- 7 ounces uncooked soba noodles
- 3 tablespoons rice vinegar, divided
- 2 tablespoons dark sesame oil
- 2 tablespoons honey, divided
- 1/4 teaspoon sugar
- 1/4 cup thinly sliced green onions
- 1 medium cucumber, seeded and thinly sliced
- 2 tablespoons lower-sodium soy sauce, divided
- 1 tablespoon minced peeled fresh ginger
- 1 tablespoon peanut oil
- 1 pound skinless, boneless chicken breasts, cut into 1 1/2-inch pieces
- Cooking spray
- 1/4 cup creamy peanut butter
- 2 tablespoons water
- 2 teaspoons sambal oelek (ground fresh chile paste) or chile garlic paste
- Chopped fresh cilantro
- calories 414
- fat 21.6 g
- satfat 3.9 g
- monofat 9.3 g
- polyfat 6.8 g
- protein 32 g
- carbohydrate 26.1 g
- fiber 2 g
- cholesterol 73 mg
- iron 1.5 mg
- sodium 558 mg
- calcium 37 mg
How to Make It
Cook noodles according to package directions, omitting salt and fat; drain and rinse with cold water. Drain. Combine 2 tablespoons vinegar, sesame oil, 1 tablespoon honey, and sugar in a large bowl, stirring with a whisk. Add the noodles, onions, and cucumber; toss to combine.

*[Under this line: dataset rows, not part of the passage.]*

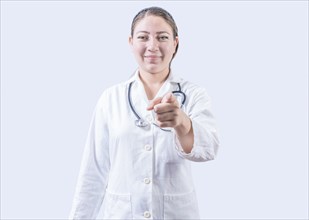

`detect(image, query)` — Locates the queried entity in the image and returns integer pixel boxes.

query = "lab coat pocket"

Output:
[103,192,132,219]
[164,191,199,219]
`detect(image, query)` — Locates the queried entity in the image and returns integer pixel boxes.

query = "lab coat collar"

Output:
[126,69,182,84]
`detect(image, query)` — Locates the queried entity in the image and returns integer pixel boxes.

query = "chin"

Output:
[143,65,169,74]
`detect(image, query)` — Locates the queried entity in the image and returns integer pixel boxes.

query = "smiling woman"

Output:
[70,7,219,219]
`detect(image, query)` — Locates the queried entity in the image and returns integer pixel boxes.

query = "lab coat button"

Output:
[144,144,151,151]
[144,211,151,218]
[146,115,153,122]
[144,178,151,184]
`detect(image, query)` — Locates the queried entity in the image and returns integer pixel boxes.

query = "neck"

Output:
[139,69,169,100]
[139,68,169,87]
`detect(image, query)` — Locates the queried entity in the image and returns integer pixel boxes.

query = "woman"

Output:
[70,7,218,219]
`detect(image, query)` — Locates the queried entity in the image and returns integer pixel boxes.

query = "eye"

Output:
[158,35,168,41]
[137,35,148,40]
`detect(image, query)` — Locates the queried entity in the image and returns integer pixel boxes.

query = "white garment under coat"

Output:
[70,71,218,219]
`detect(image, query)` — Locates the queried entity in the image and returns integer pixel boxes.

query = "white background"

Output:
[1,1,308,219]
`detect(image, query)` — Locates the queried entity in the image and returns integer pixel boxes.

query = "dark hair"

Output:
[131,7,179,59]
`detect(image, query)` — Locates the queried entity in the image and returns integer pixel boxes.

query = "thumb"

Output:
[147,97,162,111]
[161,92,177,103]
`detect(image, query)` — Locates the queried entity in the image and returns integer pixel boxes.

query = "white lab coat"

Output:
[70,72,218,219]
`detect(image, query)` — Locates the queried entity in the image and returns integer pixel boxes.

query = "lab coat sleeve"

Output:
[69,94,110,219]
[174,88,219,162]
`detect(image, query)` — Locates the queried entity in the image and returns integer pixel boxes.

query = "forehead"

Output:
[134,15,173,33]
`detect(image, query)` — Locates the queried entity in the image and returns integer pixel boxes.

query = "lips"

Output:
[144,55,161,59]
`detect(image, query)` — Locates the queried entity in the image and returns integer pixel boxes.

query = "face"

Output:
[129,15,178,74]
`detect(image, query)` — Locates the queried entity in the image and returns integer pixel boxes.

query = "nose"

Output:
[147,38,159,51]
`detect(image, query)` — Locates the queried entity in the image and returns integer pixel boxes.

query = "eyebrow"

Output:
[137,31,170,34]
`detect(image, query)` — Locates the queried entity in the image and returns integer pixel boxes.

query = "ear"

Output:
[174,36,179,51]
[129,35,133,46]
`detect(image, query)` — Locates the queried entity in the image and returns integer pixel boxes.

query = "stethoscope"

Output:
[128,81,186,131]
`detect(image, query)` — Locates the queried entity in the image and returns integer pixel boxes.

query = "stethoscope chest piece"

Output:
[135,118,148,128]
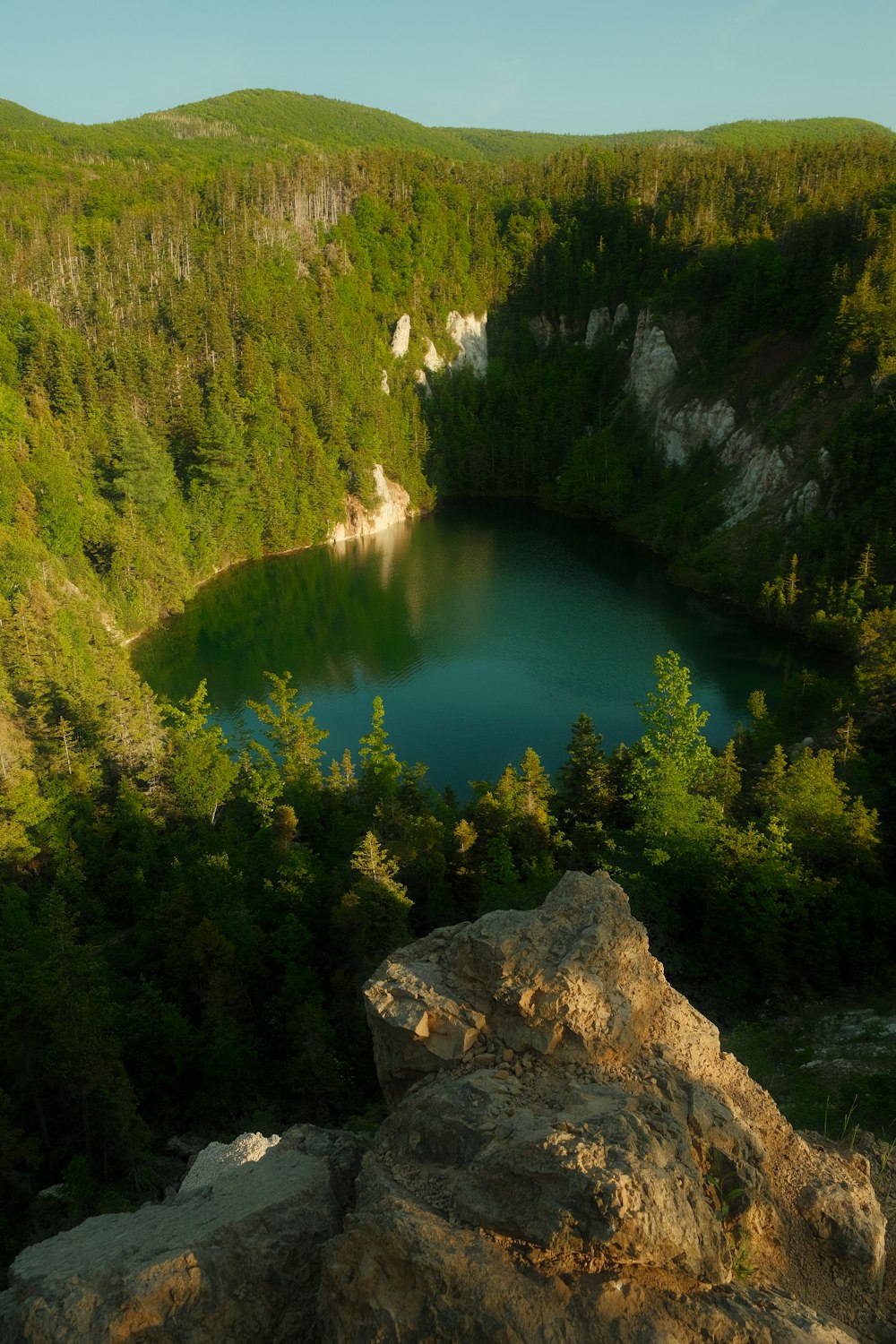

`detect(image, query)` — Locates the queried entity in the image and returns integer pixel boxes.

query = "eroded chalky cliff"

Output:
[0,874,893,1344]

Combine remaining 1 tablespoon honey, 1 tablespoon soy sauce, ginger, and peanut oil in a medium bowl, stirring with a whisk. Add chicken to bowl; toss to coat. Thread chicken evenly onto 4 (10-inch) skewers.
Heat a grill pan over medium-high heat. Coat with cooking spray. Add kebabs to pan; cook 12 minutes or until done, turning to brown all sides.
Combine remaining 1 tablespoon vinegar, remaining 1 tablespoon soy sauce, peanut butter, 2 tablespoons water, and sambal oelek in a medium bowl, stirring with a whisk. Drizzle mixture over chicken. Garnish with cilantro. Serve with noodles.